FDA approves Cyramza to treat patients with advanced stomach cancer
Based on results of a clinical trial led by Dana-Farber Cancer Institute scientists, the U.S. Food and Drug Administration (FDA) approved a molecularly targeted drug as second-line treatment in advanced stomach cancer that has progressed after standard chemotherapy has failed.
The FDA approval after a priority review was announced by the manufacturer, Lilly Oncology, of Indianapolis. A monoclonal antibody with the generic name ramucirumab, it will be sold under the name Cyramza, and is the first single-agent drug to be approved for advanced stomach cancer following chemotherapy.
An estimated 22,290 people will be diagnosed with stomach cancer in 2014, and 10,990 will die of the disease. Advanced stomach cancer is very aggressive and difficult to treat, and previously there were no FDA-approved treatments for it.

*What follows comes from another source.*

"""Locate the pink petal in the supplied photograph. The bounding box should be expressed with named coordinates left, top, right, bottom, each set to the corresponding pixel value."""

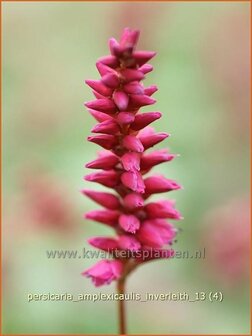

Charles Fuchs, MD, MPH, director of the Gastrointestinal Cancer Center at Dana-Farber, led a clinical trial called REGARD. Those results, reported in 2013, showed that patients who received ramucirumab had a significant improvement in their survival and a reduced rate of cancer progression compared to a placebo. The patients had advanced or metastatic gastric cancer - cancer of the stomach - or cancer at the junction of the esophagus with the upper part of the stomach. In these patients the disease had progressed despite initial chemotherapy with drugs such as docetaxel in combination with 5FU and cisplatin.
"For years we have looked for new and really effective drugs for stomach cancer," said Fuchs, "We have relied on standard chemotherapies for a long time, and we've needed targeted agents based on the fundamental biology of stomach cancer."
Ramucirumab is a monoclonal antibody drug that attacks the cancer by preventing it from developing new blood vessels to nourish its growth. Such drugs are known as anti-angiogenesis agents. Ramucirumab molecules latch onto the vascular endothelial growth factor (VEGF) receptor-2 on blood vessel cells, blocking them from receiving signals the cancer cells send in an effort to recruit new blood vessels. Anti-angiogenic treatments can shrink tumors by depriving them of oxygen and other nutrients.